| COÏNCIDER, verbe intrans. A.− [Dans l'espace] , GÉOM. [En parlant d'une pluralité de lignes, de surfaces comparées du point de vue d'une possible superposition spatiale], en emploi gén. abs. S'ajuster en tout point, se confondre exactement quand on les superpose, par identité de forme et de dimension. Coïncider exactement; faire coïncider (deux figures). Dans cent quarante-un mille ans, notre équateur et notre écliptique coïncideront (Bernardin de Saint-Pierre, Harmonies de la nature,1814, p. 174).Comment tous les angles des losanges [de la cire] coïncident-ils toujours si magiquement? (Maeterlinck, La Vie des abeilles,1901, p. 151): 1. Une infinité de spectres lumineux de même dimension, s'ils viennent à coïncider exactement dans le même lieu, ne sont plus une infinité de spectres lumineux : c'est un seul spectre infiniment lumineux.
J. de Maistre, Les Soirées de Saint-Pétersbourg,t. 2, 1821, p. 230. 2. Si je transporte idéalement le réchaud allumé d'aujourd'hui sur celui d'hier, je constate sans doute que la forme est restée la même : il suffit, pour cela, que les surfaces et les arêtes coïncident; mais qu'est-ce que la coïncidence de deux qualités, et comment les superposer l'une à l'autre pour s'assurer qu'elles sont identiques?
Bergson, L'Évolution créatrice,1907, p. 217. − P. métaph. : 3. ... nous pourrions nous haïr, et pourtant nous sommes faits pour nous aimer. Il y a dans nos deux natures quelque chose qui me semble s'emboîter et s'adapter assez bien; les angles sortants de nos caractères coïncident.
Karr, Sous les tilleuls,1832, p. 4. 4. Péguy disait à Paul Laurens : « (...) ils s'imaginent qu'ils vont pouvoir superposer l'état de guerre à l'état de paix; et puis ils s'étonnent que ça ne coïncide pas, que ça ne rentre pas dans les petits trous. »

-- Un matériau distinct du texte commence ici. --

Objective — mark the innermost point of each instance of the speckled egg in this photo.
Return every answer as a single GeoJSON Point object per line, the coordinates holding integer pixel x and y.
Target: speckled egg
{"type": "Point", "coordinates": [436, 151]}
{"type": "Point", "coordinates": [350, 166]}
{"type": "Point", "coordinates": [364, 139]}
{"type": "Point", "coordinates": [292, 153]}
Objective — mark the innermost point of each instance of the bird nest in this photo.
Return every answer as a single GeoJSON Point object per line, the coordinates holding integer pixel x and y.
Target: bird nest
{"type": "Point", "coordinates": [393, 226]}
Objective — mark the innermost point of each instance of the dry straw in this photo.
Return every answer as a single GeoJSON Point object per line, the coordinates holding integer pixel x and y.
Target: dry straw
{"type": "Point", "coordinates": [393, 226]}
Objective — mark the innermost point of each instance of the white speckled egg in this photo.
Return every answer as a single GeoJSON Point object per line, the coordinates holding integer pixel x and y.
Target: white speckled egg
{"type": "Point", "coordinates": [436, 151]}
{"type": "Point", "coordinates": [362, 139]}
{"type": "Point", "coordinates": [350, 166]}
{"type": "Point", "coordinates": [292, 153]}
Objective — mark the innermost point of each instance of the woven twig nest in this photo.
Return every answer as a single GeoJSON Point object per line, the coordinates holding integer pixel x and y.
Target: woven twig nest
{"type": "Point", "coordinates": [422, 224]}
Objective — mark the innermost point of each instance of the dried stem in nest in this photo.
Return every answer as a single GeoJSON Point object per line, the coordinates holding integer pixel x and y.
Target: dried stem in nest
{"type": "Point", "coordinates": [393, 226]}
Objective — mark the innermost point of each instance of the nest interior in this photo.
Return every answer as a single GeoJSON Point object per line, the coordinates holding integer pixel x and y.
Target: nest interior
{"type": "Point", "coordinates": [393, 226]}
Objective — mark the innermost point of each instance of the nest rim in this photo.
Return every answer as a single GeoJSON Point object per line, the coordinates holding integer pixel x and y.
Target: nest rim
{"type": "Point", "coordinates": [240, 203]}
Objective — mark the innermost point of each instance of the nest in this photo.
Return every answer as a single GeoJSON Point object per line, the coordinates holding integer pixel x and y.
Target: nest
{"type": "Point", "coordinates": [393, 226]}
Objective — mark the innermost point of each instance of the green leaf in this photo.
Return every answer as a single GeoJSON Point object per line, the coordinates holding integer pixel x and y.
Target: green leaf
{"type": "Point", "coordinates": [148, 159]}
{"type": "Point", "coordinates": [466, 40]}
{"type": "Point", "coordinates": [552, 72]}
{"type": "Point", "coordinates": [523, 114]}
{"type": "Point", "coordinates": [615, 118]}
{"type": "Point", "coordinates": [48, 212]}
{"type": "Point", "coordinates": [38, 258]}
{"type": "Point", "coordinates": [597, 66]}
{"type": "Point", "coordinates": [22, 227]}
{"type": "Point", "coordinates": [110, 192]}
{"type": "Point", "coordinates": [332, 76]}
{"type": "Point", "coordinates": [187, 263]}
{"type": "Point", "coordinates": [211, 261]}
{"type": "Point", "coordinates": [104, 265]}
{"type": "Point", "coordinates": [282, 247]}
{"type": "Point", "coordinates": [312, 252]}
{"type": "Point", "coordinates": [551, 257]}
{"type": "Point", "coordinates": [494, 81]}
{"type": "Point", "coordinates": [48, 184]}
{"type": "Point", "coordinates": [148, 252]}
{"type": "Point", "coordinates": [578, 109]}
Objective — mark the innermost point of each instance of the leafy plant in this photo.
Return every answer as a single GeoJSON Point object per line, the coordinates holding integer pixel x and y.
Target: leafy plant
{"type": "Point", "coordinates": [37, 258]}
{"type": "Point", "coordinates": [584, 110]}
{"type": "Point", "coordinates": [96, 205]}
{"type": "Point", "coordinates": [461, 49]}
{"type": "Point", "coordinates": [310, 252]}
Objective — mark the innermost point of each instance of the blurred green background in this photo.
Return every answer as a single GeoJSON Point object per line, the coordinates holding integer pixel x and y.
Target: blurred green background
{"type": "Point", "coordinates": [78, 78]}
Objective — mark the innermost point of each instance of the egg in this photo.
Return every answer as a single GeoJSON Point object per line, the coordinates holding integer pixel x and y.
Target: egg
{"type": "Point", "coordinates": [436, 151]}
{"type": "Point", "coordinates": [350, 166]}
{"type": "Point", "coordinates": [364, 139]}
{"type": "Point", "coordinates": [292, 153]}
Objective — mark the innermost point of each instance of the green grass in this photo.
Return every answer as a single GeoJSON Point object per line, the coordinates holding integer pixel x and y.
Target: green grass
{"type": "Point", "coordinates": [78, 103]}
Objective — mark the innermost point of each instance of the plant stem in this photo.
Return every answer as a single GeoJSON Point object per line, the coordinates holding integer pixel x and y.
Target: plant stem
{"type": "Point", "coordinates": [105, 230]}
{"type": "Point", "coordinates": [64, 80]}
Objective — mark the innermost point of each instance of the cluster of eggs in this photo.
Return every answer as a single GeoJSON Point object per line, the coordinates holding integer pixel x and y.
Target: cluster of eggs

Gide, Journal,1914, p. 455. SYNT. Deux choses coïncident ensemble, entre elles, en gros, à peu près, tout à fait, absolument. B.− [Dans le temps] , lang. cour. [En parlant d'une pluralité d'événements, de faits, de circonstances comparés du point de vue d'une possible superposition temporelle] Avoir lieu en même temps, se produire au même moment, être identique en date et/ou en durée. Synon. coexister. 1. Emploi abs. [Le suj. désigne l'ensemble de ce qui a lieu en même temps] Les séances de nettoyage commandées par les deux administrations ne coïncident jamais! Elles se chevauchent à un ou deux mois de distance (Lhote, Peint. d'abord,1942, p. 36): 5. Deux besoins nationaux coïncidèrent donc à cette époque en Angleterre : d'une part, un besoin de révolution et de liberté religieuse au sein de la réforme déjà commencée; de l'autre, un besoin de liberté politique au sein de la monarchie pure en progrès; ...
Guizot, Hist. gén. de la civilisation en Europe,1828, leçon 13, p. 13. 2. [Le suj. et l'obj. prép. désignent chacun une des deux parties de ce qui est comparé] Coïncider avec. Un amaigrissement progressif, coïncidant avec une faiblesse croissante du malade (E. Nocard, E. Leclainche, Les Maladies microbiennes des animaux,1896, p. 444).L'épanouissement de l'impressionnisme coïncidait (...) avec certains travaux scientifiques concernant l'optique (C. Mauclair, Les Maîtres de l'impressionnisme,1904, p. 187).Les vacances du Palais coïncidant avec celles du collège, août et septembre nous réunissaient ici (Mauriac, Le Nœud de vipères,1932, p. 103). − Faire coïncider deux choses, une chose avec une autre, une chose et une autre. Nous ne pouvons que te prendre et point t'attendre (...) il sera (...) fort difficile de faire ainsi coïncider à point nommé nos deux lignes de voyages (M. de Guérin, Correspondance,1839, p. 384). C.− Au fig. 1. [En parlant de réalités ou de valeurs morales, intellectuelles, spirituelles, etc.] S'accorder en tout point, correspondre exactement, converger. Synon. s'accorder, concorder; anton. diverger. a) Emploi abs. Tout cela [les données d'une intrigue] s'enchaîne et coïncide, murmura-t-il; c'est la main d'Andrea, je le jurerais (Ponson du Terrail, Rocambole,t. 1, L'Héritage mystérieux, 1859, p. 462).Le tableau des tempéraments et celui des constitutions correspondantes coïncident (Mounier, Traité du caractère,1946, p. 189): 6. Il n'y a pas de penseur qui en réfléchissant sur l'histoire de l'humanité n'arrive à sa formule; ces formules ne coïncident pas, et pourtant ne sont pas contradictoires. C'est qu'en effet il n'y a pas dans l'humanité deux développements absolument identiques.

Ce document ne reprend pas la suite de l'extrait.